The door opens again, and when I look up I see Fin walking over. He doesn't talk, he just leans against the wall next to me.

"Why?" I finally ask. I know my voice is cracking but I couldn't care less. "Why again?"

"Dunno, but it sure sucks." He sighs, shoving his hands into his pockets and slouching lower against the wall behind us. For a while, neither of us speaks.

"I got a call from an old narco contact from the Bronx this morning," Fin offers after a minute. "Seems the trial whirled up quite some dust. Doesn't make Velez the most popular person right now." He reaches for something in his pocket. "Bigger fish don't like him taking on the office like that. Leaves too many trails." He closely looks at the piece of paper in his fingers for a second, unfolding it neatly. "He said people might be willing to talk right now." He presses the slip of paper into my hand, shrugging noncommittally. "Thought you might be interested in taking a look yourself."

Damn. Now I'm about to cry again. "Thanks, Fin."

"Anytime." He bumps my shoulder when he straightens back up. "She will be back."

I try to nod and then I square my shoulders and look at the address in my hand. Perhaps I could squeeze some informal canvassing in tomorrow – after meeting Casey over the Fisher case, I could take a long lunch break and take a trip to the Bronx.

I slip the paper into my back pocket, remembering sharply how Alex slipped her hands into my pockets just this morning, kissing my neck as she leaned against me.

I almost smile.

She will be back.

8

It is dark outside now. I don't know how long we have been driving, but the man with the beard in the passenger seat said that we're almost there. It's not our new home, but they say it is a safe house where we can spend the night, and then we will get a new car in the morning.

I heard them say that perhaps we will get different cars because it is safer, but I don't think I will feel safer when Alex is gone. She has been nice, but we didn't talk much. I think she is tired, too.

She still has the package of tissues in her hands, but perhaps she forgot about it because she isn't using them, even though there are tears running down her face. She probably thinks I don't notice because it is dark, but I'm good with seeing in the dark. And then I think that perhaps she hasn't forgotten about the tissues. It's the way she holds them. Like mama used to hold the angel for the Christmas tree, the one that grandpa gave to her before he went away. But Alex doesn't hold a Christmas angel, just a crumpled old package of tissues.

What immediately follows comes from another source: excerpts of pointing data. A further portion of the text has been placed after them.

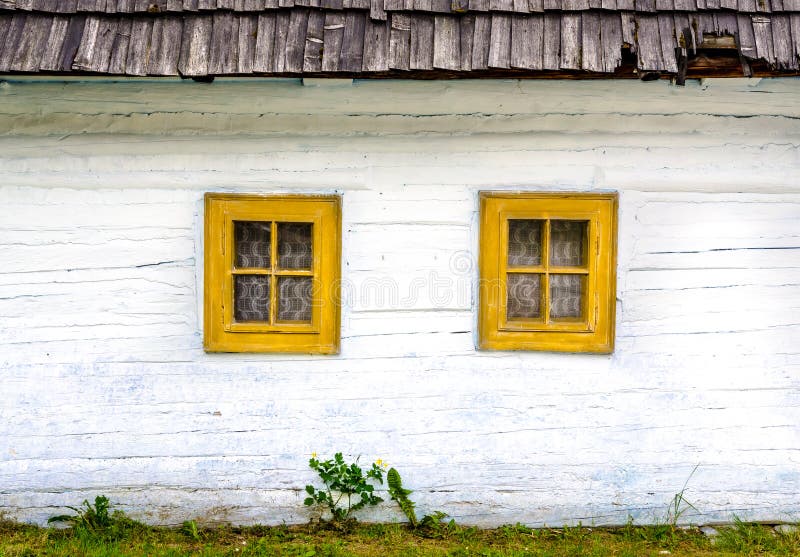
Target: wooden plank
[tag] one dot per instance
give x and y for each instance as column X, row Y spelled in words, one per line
column 51, row 57
column 296, row 40
column 94, row 53
column 195, row 45
column 119, row 50
column 467, row 33
column 352, row 55
column 782, row 42
column 446, row 43
column 376, row 46
column 762, row 29
column 224, row 46
column 421, row 57
column 669, row 41
column 248, row 30
column 377, row 11
column 551, row 43
column 400, row 42
column 165, row 45
column 481, row 39
column 332, row 38
column 281, row 32
column 13, row 38
column 264, row 57
column 312, row 57
column 591, row 42
column 32, row 44
column 570, row 42
column 500, row 41
column 527, row 33
column 611, row 38
column 648, row 43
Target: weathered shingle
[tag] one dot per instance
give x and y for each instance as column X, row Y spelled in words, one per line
column 226, row 37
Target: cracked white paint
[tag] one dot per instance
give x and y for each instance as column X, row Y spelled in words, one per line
column 106, row 389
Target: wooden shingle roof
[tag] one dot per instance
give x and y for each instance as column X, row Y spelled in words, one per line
column 412, row 38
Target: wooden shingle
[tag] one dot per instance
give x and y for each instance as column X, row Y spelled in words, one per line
column 400, row 42
column 195, row 46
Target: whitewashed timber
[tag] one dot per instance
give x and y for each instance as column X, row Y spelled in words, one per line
column 106, row 388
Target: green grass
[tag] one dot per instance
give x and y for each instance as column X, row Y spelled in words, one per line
column 135, row 539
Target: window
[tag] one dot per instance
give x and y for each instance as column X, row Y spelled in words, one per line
column 548, row 271
column 272, row 267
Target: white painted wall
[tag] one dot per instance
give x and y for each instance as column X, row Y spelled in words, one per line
column 106, row 389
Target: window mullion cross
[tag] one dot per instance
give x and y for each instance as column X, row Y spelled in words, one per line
column 273, row 265
column 545, row 296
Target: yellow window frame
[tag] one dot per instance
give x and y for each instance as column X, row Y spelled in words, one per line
column 221, row 332
column 594, row 331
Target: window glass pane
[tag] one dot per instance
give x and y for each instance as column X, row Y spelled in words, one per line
column 567, row 240
column 566, row 296
column 294, row 245
column 251, row 298
column 524, row 296
column 252, row 244
column 524, row 243
column 294, row 299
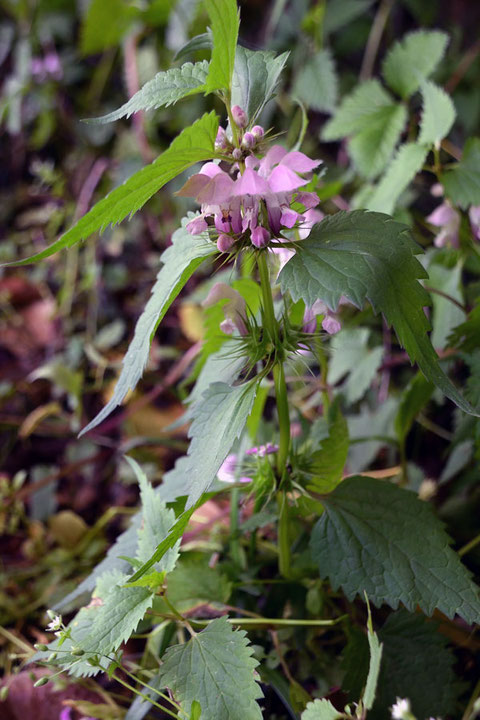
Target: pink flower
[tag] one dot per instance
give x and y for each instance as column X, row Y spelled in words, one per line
column 448, row 219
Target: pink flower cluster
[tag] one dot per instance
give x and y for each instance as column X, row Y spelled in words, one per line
column 257, row 200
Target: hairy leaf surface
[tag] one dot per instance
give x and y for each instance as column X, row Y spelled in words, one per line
column 412, row 59
column 377, row 538
column 369, row 256
column 194, row 144
column 215, row 667
column 180, row 261
column 165, row 89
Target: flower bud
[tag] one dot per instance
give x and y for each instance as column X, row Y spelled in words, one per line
column 239, row 116
column 225, row 242
column 248, row 141
column 221, row 140
column 40, row 682
column 260, row 237
column 41, row 647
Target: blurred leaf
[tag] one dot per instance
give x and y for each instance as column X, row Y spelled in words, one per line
column 105, row 24
column 195, row 143
column 180, row 261
column 165, row 89
column 407, row 162
column 394, row 562
column 255, row 78
column 412, row 59
column 222, row 658
column 367, row 255
column 316, row 83
column 462, row 182
column 225, row 20
column 438, row 114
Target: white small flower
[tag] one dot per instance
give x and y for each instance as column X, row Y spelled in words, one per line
column 400, row 709
column 56, row 622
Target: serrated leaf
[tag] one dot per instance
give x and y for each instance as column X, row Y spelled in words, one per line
column 194, row 144
column 117, row 618
column 165, row 89
column 365, row 255
column 157, row 521
column 407, row 162
column 380, row 539
column 462, row 182
column 351, row 356
column 416, row 664
column 215, row 668
column 325, row 466
column 413, row 59
column 414, row 398
column 316, row 84
column 225, row 21
column 321, row 710
column 255, row 78
column 180, row 261
column 105, row 24
column 217, row 422
column 438, row 114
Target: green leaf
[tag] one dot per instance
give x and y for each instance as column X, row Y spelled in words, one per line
column 316, row 83
column 416, row 664
column 117, row 617
column 215, row 668
column 365, row 255
column 193, row 583
column 438, row 114
column 255, row 78
column 165, row 89
column 414, row 398
column 462, row 182
column 374, row 121
column 180, row 261
column 157, row 521
column 217, row 422
column 413, row 59
column 376, row 650
column 377, row 538
column 321, row 710
column 325, row 466
column 351, row 356
column 194, row 144
column 225, row 21
column 105, row 24
column 407, row 162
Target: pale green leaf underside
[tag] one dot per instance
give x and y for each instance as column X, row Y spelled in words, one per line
column 413, row 59
column 180, row 261
column 194, row 144
column 255, row 78
column 157, row 521
column 462, row 183
column 224, row 18
column 316, row 84
column 165, row 89
column 369, row 256
column 321, row 710
column 438, row 114
column 215, row 668
column 405, row 165
column 217, row 422
column 377, row 538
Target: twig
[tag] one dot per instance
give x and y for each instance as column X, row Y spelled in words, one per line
column 374, row 38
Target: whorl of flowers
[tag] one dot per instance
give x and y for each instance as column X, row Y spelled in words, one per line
column 253, row 197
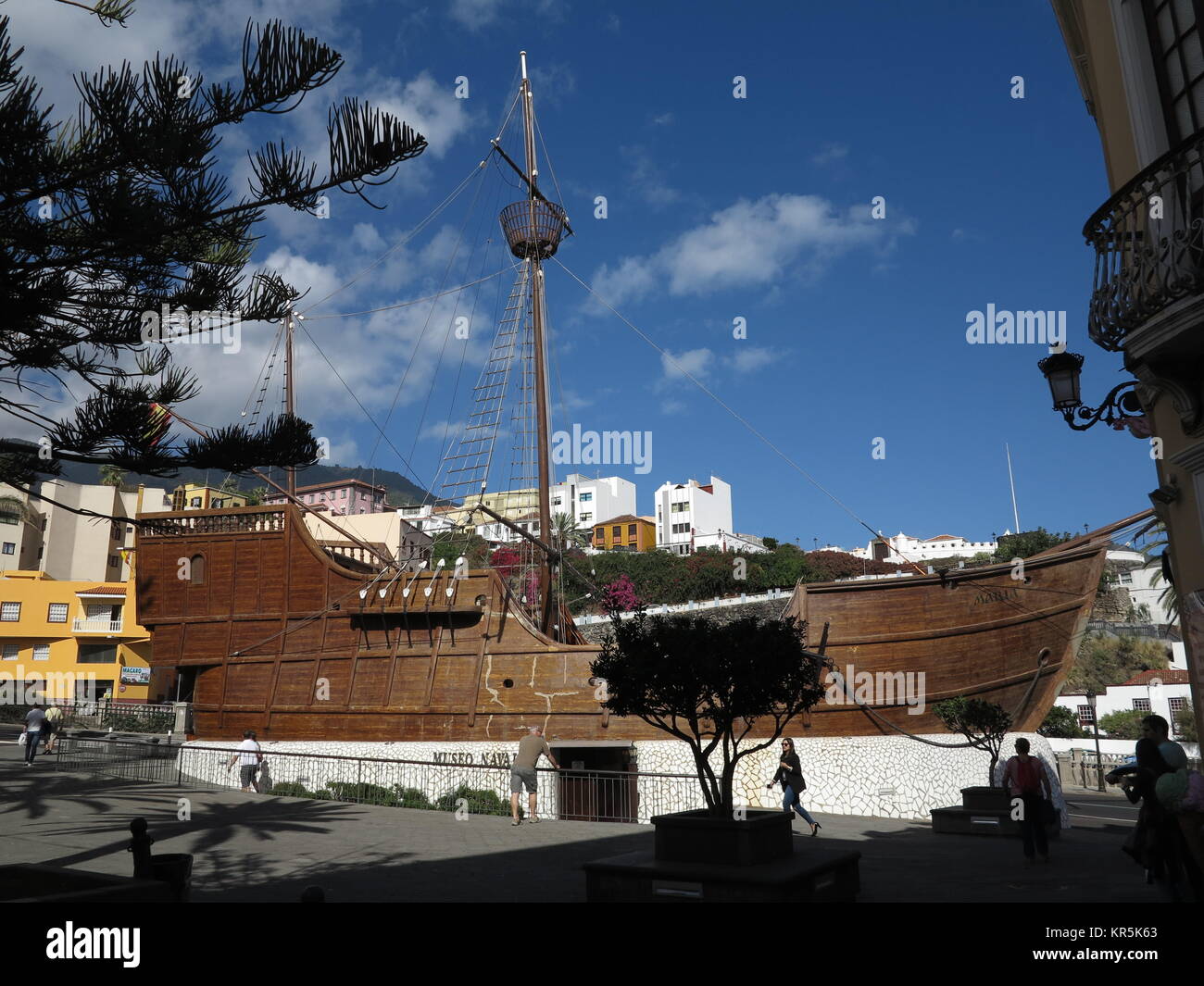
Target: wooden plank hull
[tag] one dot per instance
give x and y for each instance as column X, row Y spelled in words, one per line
column 284, row 643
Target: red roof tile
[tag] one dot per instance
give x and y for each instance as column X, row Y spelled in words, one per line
column 1167, row 676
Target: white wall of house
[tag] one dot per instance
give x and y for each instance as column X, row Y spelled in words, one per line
column 686, row 511
column 590, row 500
column 1156, row 700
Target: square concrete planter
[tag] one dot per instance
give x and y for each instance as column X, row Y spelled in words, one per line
column 695, row 837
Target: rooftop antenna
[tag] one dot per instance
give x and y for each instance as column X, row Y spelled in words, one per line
column 1015, row 514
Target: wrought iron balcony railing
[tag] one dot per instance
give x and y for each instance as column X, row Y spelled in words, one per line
column 1148, row 241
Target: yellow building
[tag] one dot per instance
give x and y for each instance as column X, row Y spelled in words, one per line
column 196, row 496
column 625, row 533
column 70, row 641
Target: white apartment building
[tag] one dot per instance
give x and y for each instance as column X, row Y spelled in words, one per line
column 1140, row 584
column 689, row 511
column 729, row 541
column 1157, row 692
column 589, row 500
column 73, row 547
column 20, row 530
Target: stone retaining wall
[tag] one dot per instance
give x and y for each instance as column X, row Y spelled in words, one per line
column 889, row 777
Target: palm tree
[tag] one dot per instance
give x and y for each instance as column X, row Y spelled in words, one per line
column 1169, row 597
column 565, row 533
column 112, row 476
column 15, row 508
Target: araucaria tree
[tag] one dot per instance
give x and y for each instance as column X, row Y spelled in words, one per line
column 709, row 685
column 983, row 722
column 119, row 232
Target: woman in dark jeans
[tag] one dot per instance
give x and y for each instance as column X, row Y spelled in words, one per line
column 790, row 773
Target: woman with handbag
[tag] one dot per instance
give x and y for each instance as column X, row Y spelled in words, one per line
column 1026, row 779
column 790, row 773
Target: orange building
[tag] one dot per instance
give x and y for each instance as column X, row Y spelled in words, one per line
column 625, row 533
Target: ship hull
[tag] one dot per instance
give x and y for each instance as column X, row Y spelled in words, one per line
column 275, row 636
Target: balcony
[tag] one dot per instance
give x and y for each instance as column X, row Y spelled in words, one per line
column 96, row 626
column 1148, row 241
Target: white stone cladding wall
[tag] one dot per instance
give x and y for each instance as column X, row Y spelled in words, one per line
column 890, row 777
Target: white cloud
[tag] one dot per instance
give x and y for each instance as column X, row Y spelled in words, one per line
column 749, row 359
column 747, row 243
column 694, row 361
column 831, row 152
column 474, row 15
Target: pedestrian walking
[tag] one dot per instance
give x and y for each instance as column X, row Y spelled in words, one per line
column 35, row 720
column 790, row 773
column 1024, row 777
column 249, row 755
column 522, row 773
column 52, row 728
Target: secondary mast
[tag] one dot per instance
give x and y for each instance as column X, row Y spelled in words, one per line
column 533, row 229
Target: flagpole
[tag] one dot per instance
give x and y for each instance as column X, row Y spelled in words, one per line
column 1011, row 481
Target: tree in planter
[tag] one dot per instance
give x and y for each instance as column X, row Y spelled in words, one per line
column 1124, row 724
column 1060, row 724
column 982, row 722
column 709, row 685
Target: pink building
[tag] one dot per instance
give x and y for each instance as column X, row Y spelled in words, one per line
column 341, row 497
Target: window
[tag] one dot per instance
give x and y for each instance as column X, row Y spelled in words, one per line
column 97, row 654
column 1178, row 64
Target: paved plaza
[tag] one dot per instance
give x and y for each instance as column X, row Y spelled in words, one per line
column 260, row 848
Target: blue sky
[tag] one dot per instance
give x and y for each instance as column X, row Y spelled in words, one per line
column 718, row 207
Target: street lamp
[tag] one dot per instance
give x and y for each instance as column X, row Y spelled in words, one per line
column 1095, row 728
column 1062, row 371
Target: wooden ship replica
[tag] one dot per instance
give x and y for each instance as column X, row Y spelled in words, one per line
column 276, row 632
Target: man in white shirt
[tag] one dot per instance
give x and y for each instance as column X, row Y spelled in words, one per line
column 249, row 755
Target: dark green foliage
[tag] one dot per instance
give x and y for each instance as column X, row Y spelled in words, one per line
column 1185, row 725
column 1028, row 543
column 410, row 797
column 362, row 793
column 983, row 722
column 1060, row 724
column 1104, row 660
column 480, row 802
column 113, row 212
column 290, row 789
column 1124, row 724
column 707, row 684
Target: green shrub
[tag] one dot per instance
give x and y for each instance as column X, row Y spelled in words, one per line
column 365, row 793
column 480, row 802
column 290, row 789
column 410, row 797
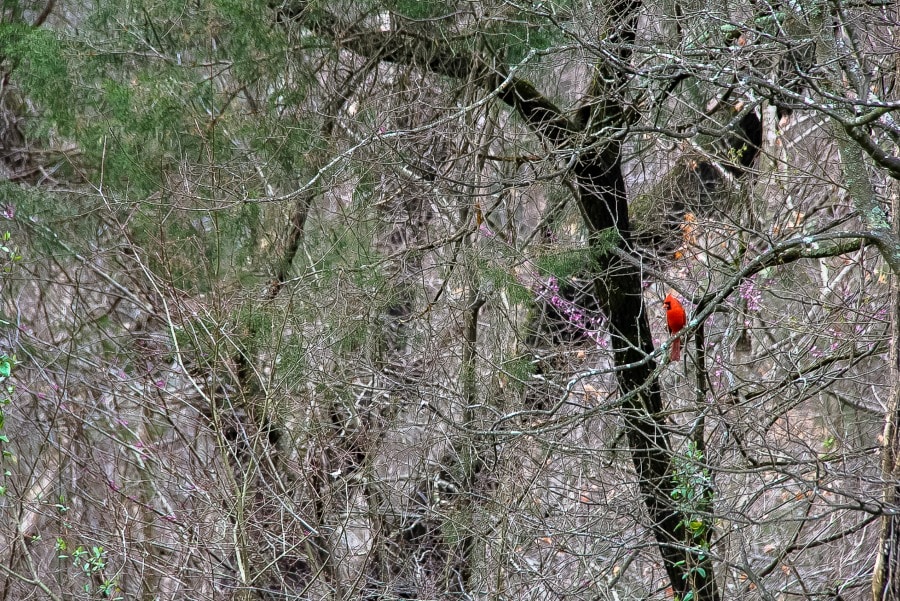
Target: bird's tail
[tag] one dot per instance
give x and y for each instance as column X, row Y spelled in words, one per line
column 675, row 353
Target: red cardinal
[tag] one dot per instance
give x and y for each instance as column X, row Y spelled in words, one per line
column 675, row 318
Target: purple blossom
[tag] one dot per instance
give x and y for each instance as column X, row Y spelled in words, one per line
column 751, row 294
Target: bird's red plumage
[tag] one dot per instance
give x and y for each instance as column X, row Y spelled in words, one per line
column 675, row 319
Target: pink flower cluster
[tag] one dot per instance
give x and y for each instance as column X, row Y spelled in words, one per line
column 576, row 317
column 751, row 294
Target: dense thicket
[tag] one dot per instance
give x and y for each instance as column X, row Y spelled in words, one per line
column 363, row 300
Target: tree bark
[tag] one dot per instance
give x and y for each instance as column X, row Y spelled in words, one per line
column 603, row 203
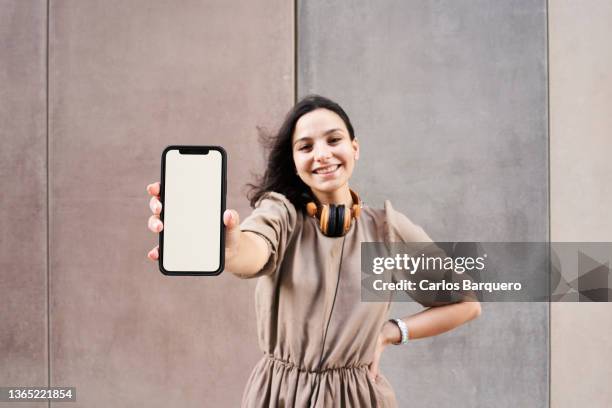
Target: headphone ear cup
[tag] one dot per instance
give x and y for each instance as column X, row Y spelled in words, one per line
column 324, row 221
column 333, row 220
column 348, row 219
column 340, row 220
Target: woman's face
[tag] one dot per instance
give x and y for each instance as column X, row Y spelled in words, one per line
column 323, row 152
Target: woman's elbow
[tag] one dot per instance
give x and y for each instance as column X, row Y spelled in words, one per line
column 474, row 309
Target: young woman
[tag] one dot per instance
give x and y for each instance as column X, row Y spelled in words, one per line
column 321, row 344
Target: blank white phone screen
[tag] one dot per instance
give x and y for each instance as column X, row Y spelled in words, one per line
column 192, row 211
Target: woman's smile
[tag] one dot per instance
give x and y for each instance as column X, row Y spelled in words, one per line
column 329, row 170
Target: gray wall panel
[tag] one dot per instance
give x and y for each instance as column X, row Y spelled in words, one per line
column 448, row 100
column 127, row 79
column 23, row 182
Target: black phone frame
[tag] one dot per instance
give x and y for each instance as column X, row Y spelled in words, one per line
column 194, row 149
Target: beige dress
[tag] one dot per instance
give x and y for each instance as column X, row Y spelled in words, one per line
column 294, row 298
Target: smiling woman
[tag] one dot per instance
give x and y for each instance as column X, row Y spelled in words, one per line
column 321, row 344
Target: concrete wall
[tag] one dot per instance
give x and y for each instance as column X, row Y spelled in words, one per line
column 125, row 80
column 448, row 100
column 23, row 194
column 580, row 139
column 448, row 96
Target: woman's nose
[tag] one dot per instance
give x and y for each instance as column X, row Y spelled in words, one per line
column 322, row 153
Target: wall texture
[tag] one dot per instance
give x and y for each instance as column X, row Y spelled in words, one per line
column 127, row 79
column 23, row 192
column 448, row 99
column 449, row 96
column 580, row 139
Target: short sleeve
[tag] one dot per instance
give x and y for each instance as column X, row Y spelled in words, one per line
column 274, row 218
column 400, row 229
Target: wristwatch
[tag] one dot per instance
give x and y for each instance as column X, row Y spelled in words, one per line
column 403, row 329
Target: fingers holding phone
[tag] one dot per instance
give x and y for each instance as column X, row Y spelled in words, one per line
column 154, row 223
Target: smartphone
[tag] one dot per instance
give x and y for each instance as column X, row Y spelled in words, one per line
column 192, row 193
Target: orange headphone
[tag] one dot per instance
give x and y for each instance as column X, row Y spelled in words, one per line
column 333, row 219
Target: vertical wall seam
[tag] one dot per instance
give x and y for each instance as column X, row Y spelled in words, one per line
column 548, row 165
column 48, row 223
column 295, row 50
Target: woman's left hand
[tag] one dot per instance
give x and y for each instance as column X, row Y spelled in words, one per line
column 389, row 334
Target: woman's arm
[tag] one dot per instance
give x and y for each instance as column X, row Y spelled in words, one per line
column 427, row 323
column 246, row 252
column 432, row 321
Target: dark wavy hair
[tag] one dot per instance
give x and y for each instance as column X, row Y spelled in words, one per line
column 280, row 175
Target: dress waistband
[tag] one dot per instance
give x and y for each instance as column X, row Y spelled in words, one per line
column 289, row 364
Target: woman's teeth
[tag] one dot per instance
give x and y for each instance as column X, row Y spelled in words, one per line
column 326, row 170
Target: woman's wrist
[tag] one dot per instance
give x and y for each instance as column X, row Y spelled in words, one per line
column 391, row 333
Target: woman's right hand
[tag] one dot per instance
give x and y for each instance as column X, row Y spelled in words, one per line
column 231, row 219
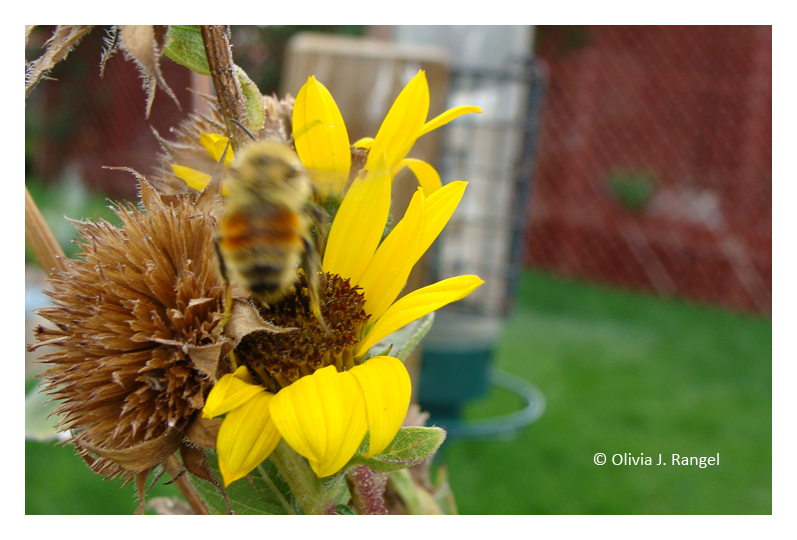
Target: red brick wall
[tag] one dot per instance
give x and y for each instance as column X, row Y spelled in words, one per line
column 691, row 106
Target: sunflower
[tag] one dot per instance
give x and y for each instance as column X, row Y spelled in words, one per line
column 323, row 403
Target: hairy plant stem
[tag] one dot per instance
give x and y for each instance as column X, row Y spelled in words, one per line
column 192, row 498
column 225, row 82
column 367, row 489
column 314, row 495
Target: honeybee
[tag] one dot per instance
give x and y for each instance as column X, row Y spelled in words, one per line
column 266, row 229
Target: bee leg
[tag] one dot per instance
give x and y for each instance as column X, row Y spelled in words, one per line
column 227, row 299
column 314, row 284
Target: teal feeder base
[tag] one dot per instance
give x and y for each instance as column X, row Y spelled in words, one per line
column 448, row 380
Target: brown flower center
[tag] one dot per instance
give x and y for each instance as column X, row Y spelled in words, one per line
column 277, row 360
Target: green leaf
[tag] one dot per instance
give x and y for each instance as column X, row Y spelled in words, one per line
column 402, row 342
column 184, row 45
column 411, row 446
column 267, row 493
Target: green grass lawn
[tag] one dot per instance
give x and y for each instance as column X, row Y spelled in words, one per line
column 620, row 372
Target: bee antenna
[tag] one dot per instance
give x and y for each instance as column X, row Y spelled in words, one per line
column 240, row 125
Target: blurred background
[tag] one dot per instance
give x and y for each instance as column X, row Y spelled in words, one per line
column 619, row 210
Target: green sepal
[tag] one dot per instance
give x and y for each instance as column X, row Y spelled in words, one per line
column 262, row 492
column 253, row 102
column 402, row 342
column 184, row 45
column 410, row 446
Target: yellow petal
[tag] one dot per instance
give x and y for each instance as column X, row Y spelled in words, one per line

"Why don't you use them?" I point at the package and then I remember that it perhaps was not polite to ask. Mama would have known that, and when I think of her I suddenly miss her even more.

Alex looks at me, and her eyes are still very blue, and still very sad. "I'll keep them for later," she says and there are more tears in her voice.

"You don't need to cry anymore," I tell her, but I don't really know what to say when grown-ups are so sad. "Because Mike said when you can look at your fear, you can make it go away." I try to remember what else Mike told me. "You did the right thing."

I miss Mike, too. He would know what to say to a woman like Alex, who is pretty and sad. But perhaps I said the right thing because suddenly Alex smiles, as if she has looked at something much nicer than the ghost.

The smile makes her even more pretty. She seems to be taller than just a minute ago, and she looks a lot more awake – as if she has just remembered something beautiful that I don't know. Grown-ups often have secrets, I know that, but hers must be a nice one. Perhaps she already knows where she is going in the end, and I look at her smile and I think she will be happy when she arrives there.